La Pobla de Farnals acogió este domingo en la Plaça de la Generalitat el primer encuentro de trueque y moneda social G1 de l’Horta; una iniciativa que reunió a vecinos y participantes de distintos puntos de la comarca y de otras zonas de la Comunitat Valenciana en torno a nuevas formas de intercambio basadas en la colaboración y la creación de comunidad.

El encuentro fue coordinado en l’Horta Nord por Pedro García, vecino de La Pobla de Farnals y exconcejal del Ayuntamiento durante ocho años, desde 2015.
En total, se instalaron 23 puestos en los que se ofrecían productos y servicios de todo tipo, desde frutas y verduras de producción propia, elaboraciones artesanales, manualidades, ropa de segunda mano o servicios como masajes o costura. Desde Castellón se acercó una cooperativa de semillas que potencia el intercambio de las mismas con el objetivo de preservar especies autóctonas.
En este sentido, el concejal de Comercio, Ferran Ortolà, ha valorado positivamente la iniciativa y ha destacado que “siempre apoyaremos iniciativas basadas en las relaciones que hacen comunidad, que generan red social y pueblo, frente a plataformas que desvertebran y debilitan el comercio de proximidad”.

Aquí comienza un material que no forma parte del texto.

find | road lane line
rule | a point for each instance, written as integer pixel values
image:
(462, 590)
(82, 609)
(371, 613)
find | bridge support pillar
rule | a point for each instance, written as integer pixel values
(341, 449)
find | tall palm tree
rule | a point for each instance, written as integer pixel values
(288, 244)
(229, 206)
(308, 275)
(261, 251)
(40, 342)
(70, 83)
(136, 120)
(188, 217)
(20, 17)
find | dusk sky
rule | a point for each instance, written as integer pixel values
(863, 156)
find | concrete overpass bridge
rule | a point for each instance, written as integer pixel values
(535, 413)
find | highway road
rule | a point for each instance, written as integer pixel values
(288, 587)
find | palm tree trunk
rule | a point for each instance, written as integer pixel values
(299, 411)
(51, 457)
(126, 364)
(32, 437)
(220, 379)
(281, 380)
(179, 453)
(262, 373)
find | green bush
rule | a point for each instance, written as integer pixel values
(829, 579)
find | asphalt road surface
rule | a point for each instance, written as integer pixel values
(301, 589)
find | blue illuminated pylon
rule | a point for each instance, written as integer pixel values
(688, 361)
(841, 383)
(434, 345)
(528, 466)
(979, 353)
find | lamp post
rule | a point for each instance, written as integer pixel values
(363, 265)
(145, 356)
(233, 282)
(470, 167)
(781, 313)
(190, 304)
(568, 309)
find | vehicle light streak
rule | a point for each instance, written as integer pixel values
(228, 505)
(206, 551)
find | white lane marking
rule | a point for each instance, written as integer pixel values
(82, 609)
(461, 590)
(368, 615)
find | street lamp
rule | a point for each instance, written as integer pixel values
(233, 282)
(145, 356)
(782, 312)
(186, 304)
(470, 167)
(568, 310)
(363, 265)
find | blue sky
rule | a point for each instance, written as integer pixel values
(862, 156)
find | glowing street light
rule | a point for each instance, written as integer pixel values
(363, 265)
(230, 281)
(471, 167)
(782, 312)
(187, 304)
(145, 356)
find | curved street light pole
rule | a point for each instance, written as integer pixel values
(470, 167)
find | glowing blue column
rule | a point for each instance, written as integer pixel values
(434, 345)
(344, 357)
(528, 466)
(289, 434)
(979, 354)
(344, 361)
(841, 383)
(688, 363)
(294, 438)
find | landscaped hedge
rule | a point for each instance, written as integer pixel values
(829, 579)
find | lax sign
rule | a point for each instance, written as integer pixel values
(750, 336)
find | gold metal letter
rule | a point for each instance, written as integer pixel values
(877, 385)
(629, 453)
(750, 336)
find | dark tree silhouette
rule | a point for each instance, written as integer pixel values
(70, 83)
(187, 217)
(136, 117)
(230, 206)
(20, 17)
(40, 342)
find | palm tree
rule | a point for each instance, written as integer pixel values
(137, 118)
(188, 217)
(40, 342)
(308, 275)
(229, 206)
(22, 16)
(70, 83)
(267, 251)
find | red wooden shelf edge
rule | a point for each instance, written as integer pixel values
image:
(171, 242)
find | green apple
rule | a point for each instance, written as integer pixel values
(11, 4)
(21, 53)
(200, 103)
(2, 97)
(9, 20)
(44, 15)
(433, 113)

Volver a las bases sin perder el avance de la tecnología
La jornada permitió dar a conocer un modelo de intercambio alternativo basado en el trueque y en el uso de una moneda social, conocida como “juna” (G1), que se gestiona a través de una aplicación digital. Este sistema facilita los intercambios cuando no existe una correspondencia directa entre productos o servicios, permitiendo así que la comunidad funcione de forma más flexible. En la práctica, la moneda entra en juego cuando una persona desea adquirir un producto o servicio pero no dispone en ese momento de algo que ofrecer a cambio. Es entonces cuando, a través de la aplicación y de un monedero digital, se utilizan las “junas” para completar el intercambio y mantener el equilibrio dentro de la red.
A diferencia de las monedas convencionales, la juna no está pensada para el ahorro ni la acumulación. Cuenta con una vida útil limitada, aproximadamente de dos años, lo que fomenta su circulación constante dentro de la comunidad y evita dinámicas especulativas. Si no se usa, desaparece, reforzando así su función como herramienta de intercambio y no como depósito de valor. El acceso a este sistema se basa también en la confianza entre sus miembros. Para formar parte de la red es necesario contar con el aval de otros participantes, lo que contribuye a generar una comunidad cohesionada y activa.
Además de los encuentros presenciales, la comunidad mantiene su actividad a través de canales digitales, como sus grupos locales de Telegram o plataformas web como https://girala.net/es, donde se crean puntos de encuentro virtuales para ofrecer productos y servicios, y seguir potenciando el uso de la moneda y el intercambio entre sus miembros. “Es una reivindicación de una economía basada en la creación de una comunidad de asistencia colaborativa que huye de la especulación”, explica Pedro García, uno de los impulsores del grupo en la comarca.
Un modelo que crece más allá del ámbito local
El sistema de moneda libre G1 forma parte de un movimiento internacional que está ganando presencia en distintos territorios. En España cuenta con implantación más potente en zonas como Cataluña o el País Vasco, mientras que en el sur de Francia, especialmente en el área de Toulouse, es donde ha alcanzado un mayor desarrollo.
En estos entornos, el uso de la moneda social ha ido más allá de los intercambios puntuales, llegando incluso a utilizarse en comercios físicos y en operaciones de mayor escala. Según los propios participantes, dentro de estas comunidades se han llegado a realizar intercambios de bienes como vehículos o incluso viviendas.